As others rightly say, caring breaks and periods in pt work contribute to women's lower lifetime earnings and my own research in ,degrees of freedom, 2002, shows how women's median earnings, ft emp rate and private pension membership all take a dive when there is child aged under 5 , at each educational level of women using Ghs for cross sectional synthetic life course. Joshi and Davies used longitudinal data to model hypothetical lifetime earnings for several typical female life courses, calculating losses due to motherhood.  Though eldercare is also relevant.
Concerning pensions, Dave, reliance on derived pensions from a spouse is risky individually and unsatisfactory  as  policy, anachronistic. Divorced women are the poorest group of pensioners as most of them had children to raise alone. And a growing group.

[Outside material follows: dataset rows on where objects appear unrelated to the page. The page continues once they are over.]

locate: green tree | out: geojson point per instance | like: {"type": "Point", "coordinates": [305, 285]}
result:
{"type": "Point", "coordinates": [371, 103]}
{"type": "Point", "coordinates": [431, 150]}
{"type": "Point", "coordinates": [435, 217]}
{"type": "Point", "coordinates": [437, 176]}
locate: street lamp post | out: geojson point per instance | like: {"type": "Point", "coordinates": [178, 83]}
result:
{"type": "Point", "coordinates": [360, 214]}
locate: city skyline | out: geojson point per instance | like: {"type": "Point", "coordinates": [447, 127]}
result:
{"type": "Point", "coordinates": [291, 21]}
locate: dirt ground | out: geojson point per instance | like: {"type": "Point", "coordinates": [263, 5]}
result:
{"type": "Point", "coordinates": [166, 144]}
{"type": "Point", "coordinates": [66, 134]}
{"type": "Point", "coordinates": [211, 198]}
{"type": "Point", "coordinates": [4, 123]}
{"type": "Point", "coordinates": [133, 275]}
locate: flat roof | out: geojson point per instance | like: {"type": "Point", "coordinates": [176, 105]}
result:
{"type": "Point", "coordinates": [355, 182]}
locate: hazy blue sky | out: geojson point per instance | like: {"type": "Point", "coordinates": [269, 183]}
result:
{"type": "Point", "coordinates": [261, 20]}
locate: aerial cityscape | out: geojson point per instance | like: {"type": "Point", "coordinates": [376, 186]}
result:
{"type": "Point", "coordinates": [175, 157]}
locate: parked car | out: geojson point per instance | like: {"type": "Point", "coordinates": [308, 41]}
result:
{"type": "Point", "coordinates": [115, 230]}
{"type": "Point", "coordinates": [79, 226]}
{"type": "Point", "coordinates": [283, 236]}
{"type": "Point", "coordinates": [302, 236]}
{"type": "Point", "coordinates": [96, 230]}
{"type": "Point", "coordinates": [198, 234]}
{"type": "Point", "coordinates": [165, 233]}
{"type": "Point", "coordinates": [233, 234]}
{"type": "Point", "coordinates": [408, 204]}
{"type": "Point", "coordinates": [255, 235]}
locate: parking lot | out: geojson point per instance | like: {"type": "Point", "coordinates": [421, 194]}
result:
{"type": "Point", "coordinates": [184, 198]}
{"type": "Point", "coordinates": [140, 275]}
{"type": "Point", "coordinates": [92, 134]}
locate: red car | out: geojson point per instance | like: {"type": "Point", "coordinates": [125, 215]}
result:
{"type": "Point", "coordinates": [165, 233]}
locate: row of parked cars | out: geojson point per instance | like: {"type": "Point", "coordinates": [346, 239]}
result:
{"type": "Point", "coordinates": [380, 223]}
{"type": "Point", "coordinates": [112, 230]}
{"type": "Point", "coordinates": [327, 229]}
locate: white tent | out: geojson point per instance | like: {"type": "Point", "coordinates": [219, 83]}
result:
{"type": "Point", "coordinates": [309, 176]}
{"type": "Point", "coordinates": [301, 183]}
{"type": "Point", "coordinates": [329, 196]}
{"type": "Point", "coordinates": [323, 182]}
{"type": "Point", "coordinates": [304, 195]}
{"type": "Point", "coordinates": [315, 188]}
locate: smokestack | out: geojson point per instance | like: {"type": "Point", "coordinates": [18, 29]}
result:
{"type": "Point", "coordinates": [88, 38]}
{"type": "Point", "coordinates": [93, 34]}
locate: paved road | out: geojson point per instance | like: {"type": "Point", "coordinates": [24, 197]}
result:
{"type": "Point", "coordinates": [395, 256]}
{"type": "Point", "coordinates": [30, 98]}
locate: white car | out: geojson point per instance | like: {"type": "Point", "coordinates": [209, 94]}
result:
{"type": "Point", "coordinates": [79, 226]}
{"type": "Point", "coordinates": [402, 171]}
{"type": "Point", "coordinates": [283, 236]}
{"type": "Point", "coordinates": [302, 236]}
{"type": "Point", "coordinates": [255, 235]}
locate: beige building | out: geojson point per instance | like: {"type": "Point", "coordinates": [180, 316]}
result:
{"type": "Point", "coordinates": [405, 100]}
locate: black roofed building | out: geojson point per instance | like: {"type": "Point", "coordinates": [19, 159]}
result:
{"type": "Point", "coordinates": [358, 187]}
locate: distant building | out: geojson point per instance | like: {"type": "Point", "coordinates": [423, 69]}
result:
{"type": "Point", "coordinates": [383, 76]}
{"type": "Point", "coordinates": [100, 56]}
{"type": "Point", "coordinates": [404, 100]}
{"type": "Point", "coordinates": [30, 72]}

While state pensions are catching up, belatedly, with changing family forms, private pensions still transmit women's typical life course into low or no such pension, on average 53% of meNs for those over 65 who have any, including widows. That was 2001 Data see article Social Trends 2004, but has it changed since then?
Jay

Sent from my iPad

> On 26 Sep 2016, at 10:22, John Bibby <[log in to unmask]> wrote:
>
> I've just been listening to Woman's Hour which suggested that much of today's gender pay gap can be explained by there being "Too few senior women". One spokeswoman even suggested that if you control for this, women often earn more.
>
> Is this storyline sustainable with existing statistics, does anyone know? If not, how much of the gender pay gap can be 'explained' by seniority etc.?
>
> I do not know what the best sources for this are. It used to be the "New Earnings Survey (NES)", which if it exists at all is now far from new.